Dix ans après la mort de Pascal Kabungulu, et après des années de procédures judiciaires infructueuses en RDC, la famille a décidé de déposer plainte auprès des Nations unies, avec le soutien de deux ONG : Le Centre Canadien pour la Justice Internationale et TRIAL. Avant de déposer sa plainte, elle nous a confié son histoire.

« Un homme courageux, fier, drôle et tendre »



Déborah, pourriez-vous nous dire qui était Pascal Kabungulu ?

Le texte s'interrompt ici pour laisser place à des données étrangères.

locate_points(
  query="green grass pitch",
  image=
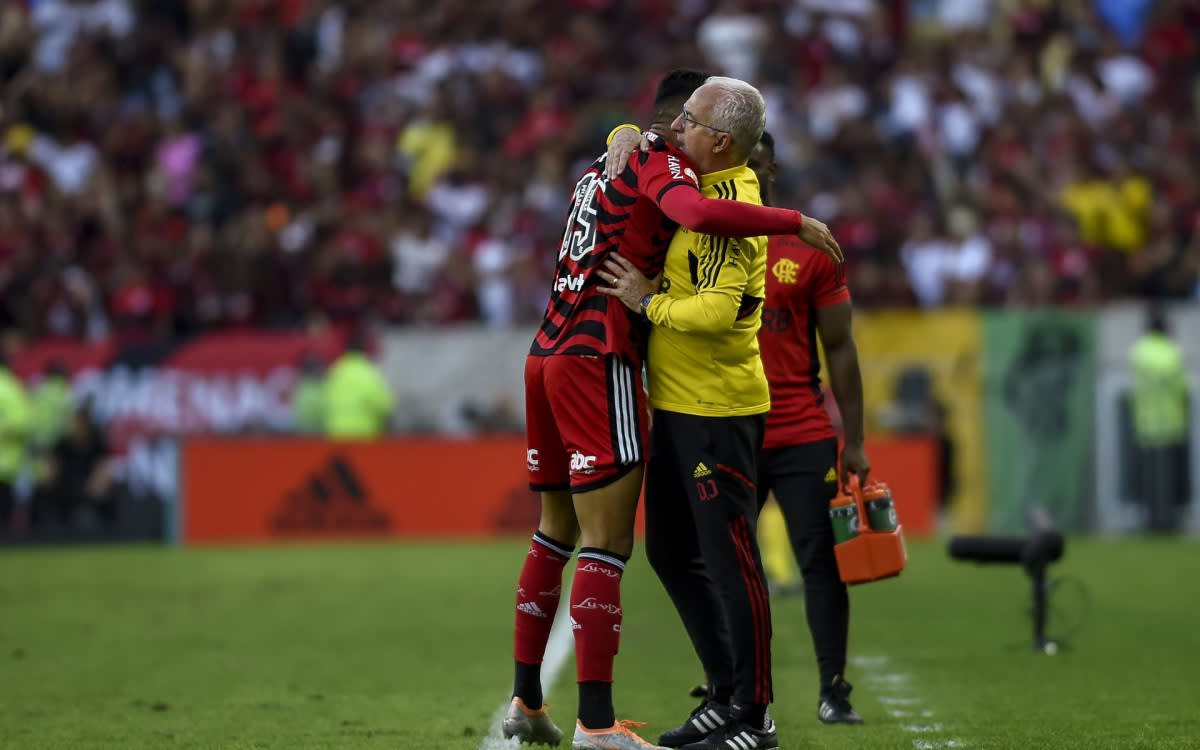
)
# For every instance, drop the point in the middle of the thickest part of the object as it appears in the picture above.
(408, 646)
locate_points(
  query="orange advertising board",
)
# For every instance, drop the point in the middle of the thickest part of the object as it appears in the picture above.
(283, 489)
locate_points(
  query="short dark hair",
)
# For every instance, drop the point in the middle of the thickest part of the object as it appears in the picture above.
(678, 83)
(768, 142)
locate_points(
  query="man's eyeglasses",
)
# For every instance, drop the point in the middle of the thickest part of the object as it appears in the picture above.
(688, 118)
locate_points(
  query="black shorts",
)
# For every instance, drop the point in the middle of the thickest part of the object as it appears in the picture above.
(712, 457)
(808, 471)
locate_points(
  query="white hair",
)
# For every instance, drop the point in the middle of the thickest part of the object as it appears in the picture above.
(741, 112)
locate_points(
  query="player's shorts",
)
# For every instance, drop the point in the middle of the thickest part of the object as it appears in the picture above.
(585, 421)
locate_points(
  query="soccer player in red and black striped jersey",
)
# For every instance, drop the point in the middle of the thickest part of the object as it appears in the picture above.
(807, 298)
(586, 412)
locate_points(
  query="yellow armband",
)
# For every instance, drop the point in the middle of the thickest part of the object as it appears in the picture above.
(621, 127)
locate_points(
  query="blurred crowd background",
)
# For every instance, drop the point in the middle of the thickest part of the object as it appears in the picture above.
(180, 166)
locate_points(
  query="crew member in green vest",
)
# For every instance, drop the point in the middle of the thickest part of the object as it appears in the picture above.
(1161, 424)
(13, 438)
(358, 400)
(51, 406)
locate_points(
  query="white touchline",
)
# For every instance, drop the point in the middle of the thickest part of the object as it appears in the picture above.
(895, 682)
(558, 649)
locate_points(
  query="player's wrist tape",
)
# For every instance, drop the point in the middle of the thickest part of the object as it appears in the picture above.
(613, 132)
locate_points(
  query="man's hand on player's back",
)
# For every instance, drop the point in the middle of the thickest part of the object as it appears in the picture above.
(816, 234)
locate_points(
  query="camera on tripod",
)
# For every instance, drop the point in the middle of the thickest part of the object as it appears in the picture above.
(1044, 545)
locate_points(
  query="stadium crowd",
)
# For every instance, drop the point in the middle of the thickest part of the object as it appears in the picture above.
(172, 166)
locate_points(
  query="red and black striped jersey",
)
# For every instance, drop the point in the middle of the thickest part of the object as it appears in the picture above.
(799, 281)
(624, 216)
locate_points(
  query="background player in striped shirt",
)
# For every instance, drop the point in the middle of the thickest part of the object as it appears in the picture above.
(807, 297)
(586, 421)
(711, 397)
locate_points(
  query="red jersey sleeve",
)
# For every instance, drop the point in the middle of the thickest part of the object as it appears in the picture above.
(828, 281)
(660, 171)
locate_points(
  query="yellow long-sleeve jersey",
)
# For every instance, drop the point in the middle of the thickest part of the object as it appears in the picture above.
(703, 353)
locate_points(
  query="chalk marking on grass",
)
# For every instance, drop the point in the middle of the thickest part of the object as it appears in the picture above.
(558, 651)
(897, 683)
(897, 700)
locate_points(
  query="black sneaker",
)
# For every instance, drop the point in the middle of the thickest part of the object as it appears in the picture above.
(739, 735)
(708, 718)
(834, 706)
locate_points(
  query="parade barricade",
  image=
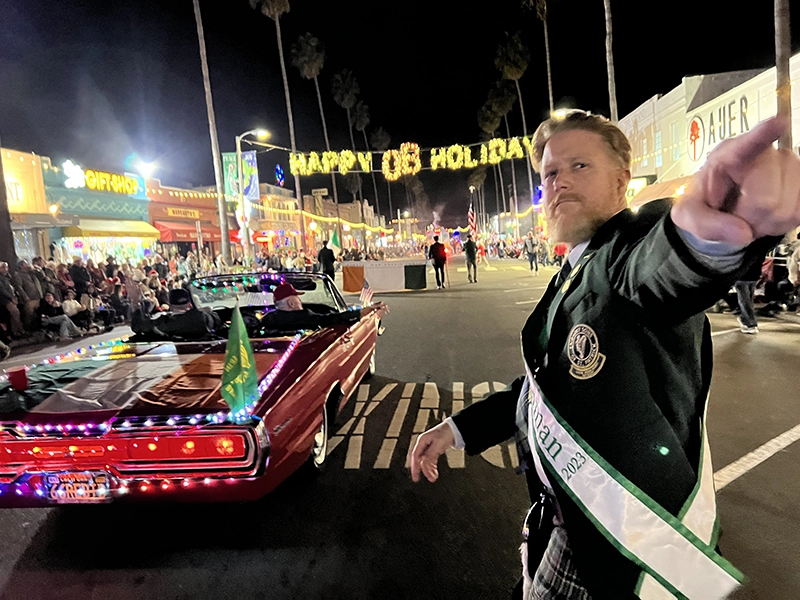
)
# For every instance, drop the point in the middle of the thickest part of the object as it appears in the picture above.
(384, 276)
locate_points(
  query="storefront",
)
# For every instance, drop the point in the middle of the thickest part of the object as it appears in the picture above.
(31, 218)
(111, 211)
(671, 135)
(185, 219)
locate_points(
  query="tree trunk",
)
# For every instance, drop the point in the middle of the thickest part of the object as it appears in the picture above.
(328, 148)
(783, 51)
(7, 251)
(374, 183)
(612, 86)
(298, 193)
(547, 55)
(222, 205)
(525, 132)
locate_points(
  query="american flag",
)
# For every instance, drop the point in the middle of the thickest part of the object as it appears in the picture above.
(366, 294)
(471, 218)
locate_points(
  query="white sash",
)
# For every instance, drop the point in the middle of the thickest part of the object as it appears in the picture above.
(677, 556)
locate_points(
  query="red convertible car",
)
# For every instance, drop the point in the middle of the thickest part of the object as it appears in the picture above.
(139, 419)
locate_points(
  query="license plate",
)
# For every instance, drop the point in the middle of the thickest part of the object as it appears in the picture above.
(77, 488)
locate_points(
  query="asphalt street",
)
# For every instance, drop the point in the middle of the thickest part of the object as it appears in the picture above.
(363, 530)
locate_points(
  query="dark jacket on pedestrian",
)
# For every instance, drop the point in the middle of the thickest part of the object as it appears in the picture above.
(7, 291)
(81, 278)
(437, 253)
(635, 307)
(471, 250)
(27, 285)
(327, 259)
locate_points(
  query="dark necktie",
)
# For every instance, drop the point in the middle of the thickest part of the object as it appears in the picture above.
(563, 273)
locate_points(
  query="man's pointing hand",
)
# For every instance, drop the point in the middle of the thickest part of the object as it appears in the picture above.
(746, 190)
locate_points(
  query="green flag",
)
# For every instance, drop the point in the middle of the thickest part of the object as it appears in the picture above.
(239, 378)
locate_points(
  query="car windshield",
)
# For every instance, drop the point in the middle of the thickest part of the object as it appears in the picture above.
(255, 290)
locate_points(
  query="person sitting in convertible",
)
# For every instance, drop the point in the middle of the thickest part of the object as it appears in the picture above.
(291, 315)
(183, 320)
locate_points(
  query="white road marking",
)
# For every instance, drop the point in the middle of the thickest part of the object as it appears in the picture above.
(398, 418)
(411, 445)
(363, 392)
(333, 442)
(353, 458)
(512, 455)
(430, 396)
(385, 454)
(751, 460)
(723, 332)
(346, 427)
(384, 392)
(494, 455)
(359, 430)
(422, 420)
(480, 390)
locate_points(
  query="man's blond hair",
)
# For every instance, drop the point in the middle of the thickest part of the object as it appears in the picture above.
(618, 144)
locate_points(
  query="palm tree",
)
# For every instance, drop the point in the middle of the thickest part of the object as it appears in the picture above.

Mon mari, Pascal Kabungulu, était journaliste et Secrétaire exécutif au sein de l’ONG congolaise Héritiers de la Justice, qui lutte en faveur des droits humains et pour la promotion de la paix dans la région du Sud-Kivu. Pascal était un homme engagé qui, dans le cadre de son travail, a dénoncé beaucoup d’abus et de crimes commis en RDC.

En juillet 2005, il a été assassiné, sous mes yeux et ceux de mes enfants. Nous avons toutes les raisons de croire que ceux qui l’ont assassiné voulaient le faire taire.

Pascal était un époux et un père exceptionnel. Il a été l’Amour de ma vie. C’était un homme courageux, fier, drôle et tendre aussi, qui s’est montré capable d’un amour et d’une générosité sans limite pour les siens. Cela fait dix ans qu’il nous a quitté et il n’y a pas un jour qui passe sans que nous ne pensions à lui !

Selon vous, pourquoi fallait-il faire taire votre mari ?

Pascal avait dénoncé plusieurs affaires dans lesquelles trempaient des dirigeants de la région de Mwenga, au Sud Kivu… des magouilles, notamment en lien avec les mines d’or. Héritiers de la Justice avait réunit de nombreux témoignages sur ces affaires.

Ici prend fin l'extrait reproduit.